May 24, 2003

Politics and Policy

Christie Todd-Whitman resigned last week from her position as Administrator of the Environmental Protection Agency. I was surprised she didn't resign the first time that the rug was pulled out from under her in the first weeks of her tenure. She was in the middle of a lot of scraps, but I always felt that she worked to advance her agencies missions by constructing the best policies possible based on what we know about interactions between humans and the environment. This often means moving away from a problem rather than solving it outright. She did some things I didn't agree with, but given the current administrations complete lack of understanding of the value of a healthy environment, I think she as good a job as possibly could have been done. I admire the fact that she didn't throw in the towel on many of the occasions when she was blind sided.
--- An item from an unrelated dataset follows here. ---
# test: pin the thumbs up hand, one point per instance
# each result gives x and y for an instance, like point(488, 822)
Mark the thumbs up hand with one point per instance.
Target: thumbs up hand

This is in the context of a distinction between means and ends. Whitman kept the common good that her agency was charged with in mind as she worked the politics of advancing her agency's mission. I thinks this sets her apart from much of the maneuvering that goes on in our government today. It is not clear that politics has not become the ends rather than the means.

Begin Aside
A lot of the following comes from conversations I have been having with David Gilbert-Keith.
End Aside

I read a more recent article by Lindblom this week. He continues to think that incrementalism is basically a good idea, but he is a bit more concerned about how common good is protected in the policy process. He sketches a scenario of tension among competing groups as a means to seek common ground and as a platform for developing policy. The problem comes when one group gains an overwhelming majority (the tyranny of the majority). I read an article in The New Yorker that follows this theme in the context of a discussion of Karl Rove; it seems that some of The Federalist Papers were also concerned with balancing the influence of "interests."

My question / concern is "How do we design policy processes that avoid tyrannies of interests?" As a member of an elite, it is not hard for me to entertain the value of a technocracy. As a liberal intellectual, I wonder how my far my ideas of societal good should be pressed in a highly heterogeneous society. We can no longer solve problems of difference by moving the frontier a little further west. We have reached the edges and are now filling in.

If we are going to be successful at managing Earth systems, then we will have to find ways to make trade-offs among competing interests. In building the necessary processes we will need to be careful the ends remain a healthy planet and that they don't contract to focus on strengthening the political power of "interests."